The crowded world of EV chargepoint firms has become that much more competitive after three former Tesla staffers secured funding to build a network of urban charging hubs.
Hubber has been set up by a trio of ”key members” of Tesla’s UK Supercharger arm after Elon Musk disbanded the entire department in 2024, laying off 500 staff in the process.
Three of those 500 staff have now gone on to found Hubber, with Harry Fox, Connor Selwood and Hugh Leckie using their experience overseeing the delivery of over 100 Supercharger sites comprising 1,200+ ultra-rapid chargers to secure funding worth £60m.
Rather than take a scattergun approach to the competitive chargepoint sector, where competition is fierce and profits are often elusive, Hubber is choosing to specialise in the urban environment, with a specific focus on commercial charging.

The initial investment is going towards 30 hubs, with the first of these set to open on 20 August in Forest Hill, south-east London, in partnership with Antin and Raw charging.
Hubber’s hubs will target those driving taxis, ride-hailing and private-hire vehicles, buses and delivery vans, which are often overlooked by companies seeking to build a presence in the chargepoint sector.
The company’s USP is that it will do much of the hard work for firms looking to implement charging hubs by delivering “modular, planning-approved, ready-to-operate sites”, deploying a “proprietary site-selection model” and working with a “trusted supply chain” for charging equipment and infrastructure components.

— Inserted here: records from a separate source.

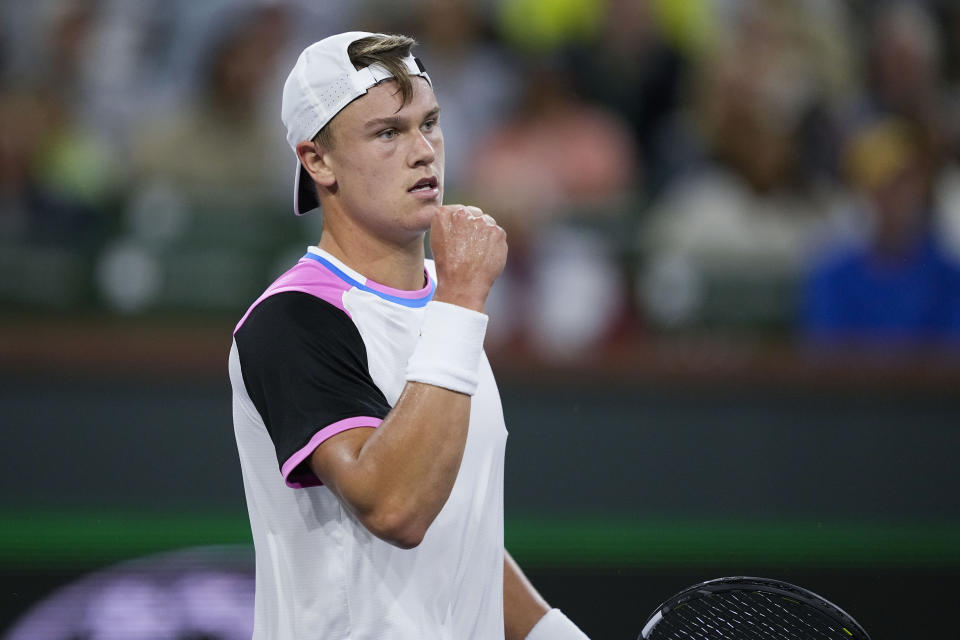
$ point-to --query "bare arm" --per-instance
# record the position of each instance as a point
(522, 605)
(396, 478)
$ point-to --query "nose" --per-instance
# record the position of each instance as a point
(423, 150)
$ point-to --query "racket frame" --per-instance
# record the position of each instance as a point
(766, 585)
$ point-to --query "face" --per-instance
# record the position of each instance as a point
(388, 164)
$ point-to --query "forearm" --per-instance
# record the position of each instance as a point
(404, 472)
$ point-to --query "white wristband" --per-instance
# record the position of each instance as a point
(556, 626)
(450, 346)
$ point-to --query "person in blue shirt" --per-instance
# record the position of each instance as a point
(897, 285)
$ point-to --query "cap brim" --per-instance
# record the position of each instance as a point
(304, 192)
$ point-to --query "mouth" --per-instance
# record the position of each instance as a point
(425, 187)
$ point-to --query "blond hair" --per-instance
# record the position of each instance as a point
(387, 51)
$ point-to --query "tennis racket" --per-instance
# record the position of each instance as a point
(742, 608)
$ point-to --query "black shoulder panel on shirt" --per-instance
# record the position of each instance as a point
(304, 366)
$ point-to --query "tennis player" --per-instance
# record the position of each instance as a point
(367, 419)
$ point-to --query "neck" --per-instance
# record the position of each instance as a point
(389, 264)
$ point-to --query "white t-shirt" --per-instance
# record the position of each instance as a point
(321, 351)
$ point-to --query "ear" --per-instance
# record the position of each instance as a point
(315, 160)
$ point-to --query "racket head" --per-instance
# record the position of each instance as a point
(744, 607)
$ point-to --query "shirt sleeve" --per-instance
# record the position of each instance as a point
(305, 368)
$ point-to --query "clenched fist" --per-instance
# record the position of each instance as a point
(470, 250)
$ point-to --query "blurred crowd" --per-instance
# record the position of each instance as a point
(787, 168)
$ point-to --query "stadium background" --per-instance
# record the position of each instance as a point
(671, 174)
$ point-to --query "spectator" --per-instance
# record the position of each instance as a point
(557, 159)
(896, 285)
(723, 244)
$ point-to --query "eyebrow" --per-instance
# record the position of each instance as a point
(397, 121)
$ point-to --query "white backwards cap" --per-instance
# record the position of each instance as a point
(320, 85)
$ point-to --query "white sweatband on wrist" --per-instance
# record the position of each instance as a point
(556, 626)
(448, 352)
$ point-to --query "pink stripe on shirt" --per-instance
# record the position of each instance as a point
(309, 479)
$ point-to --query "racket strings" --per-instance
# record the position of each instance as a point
(746, 615)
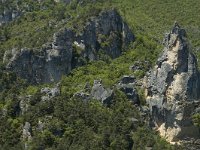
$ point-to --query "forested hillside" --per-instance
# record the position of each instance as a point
(73, 73)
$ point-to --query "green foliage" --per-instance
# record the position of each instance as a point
(71, 123)
(196, 119)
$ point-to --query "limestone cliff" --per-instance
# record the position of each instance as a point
(173, 88)
(107, 34)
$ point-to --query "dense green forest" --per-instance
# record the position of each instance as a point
(69, 122)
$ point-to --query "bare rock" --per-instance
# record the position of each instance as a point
(172, 87)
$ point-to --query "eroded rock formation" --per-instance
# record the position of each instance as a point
(173, 88)
(107, 34)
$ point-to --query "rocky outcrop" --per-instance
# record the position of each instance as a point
(97, 92)
(49, 93)
(173, 88)
(107, 34)
(127, 86)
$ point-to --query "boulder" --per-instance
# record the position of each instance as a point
(172, 87)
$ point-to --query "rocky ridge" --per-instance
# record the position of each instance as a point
(106, 35)
(173, 87)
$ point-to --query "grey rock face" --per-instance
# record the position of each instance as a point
(8, 15)
(106, 34)
(173, 86)
(49, 93)
(97, 92)
(127, 85)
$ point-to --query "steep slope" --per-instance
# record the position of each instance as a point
(173, 88)
(106, 34)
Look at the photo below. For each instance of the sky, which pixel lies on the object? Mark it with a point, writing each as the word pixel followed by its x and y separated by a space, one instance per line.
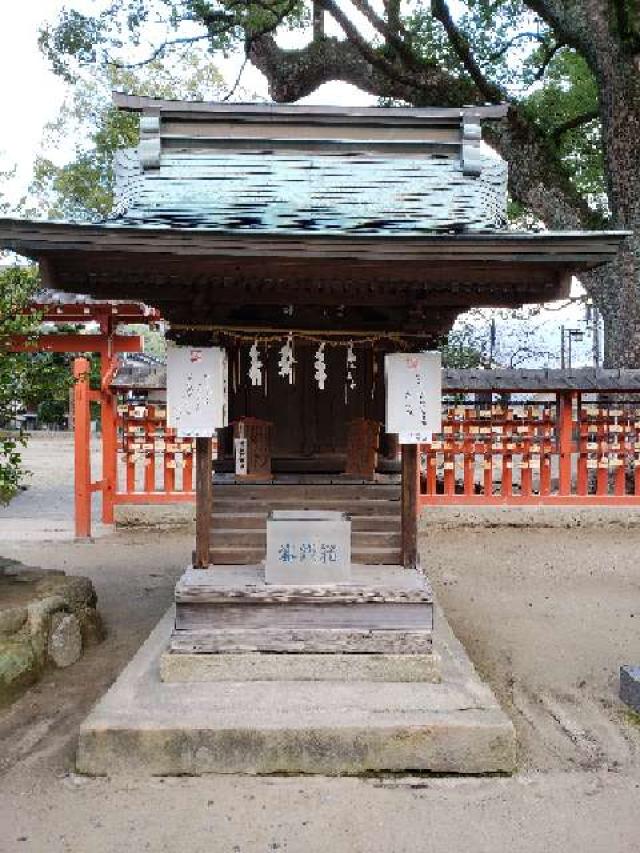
pixel 32 96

The company says it will work with chargepoint firms and commercial partners to acquire “prime urban locations”, while also securing “long-lead megawatt-scale grid capacity” – this last aspect often being a sticking point for companies looking to make good their electric ambitions.
Hubber’s chief executive, Harry Fox, says that while the chargepoint sector initially focussed on motorways, “today the real pressure is in cities”, where commercial fleets are electrifying fast but “infrastructure is lagging”.
James Bayliss, Hubber’s investor lead, says the company has a “uniquely skilled team”, and he expects their work to “make a significant and lasting impact on the country’s electrification”.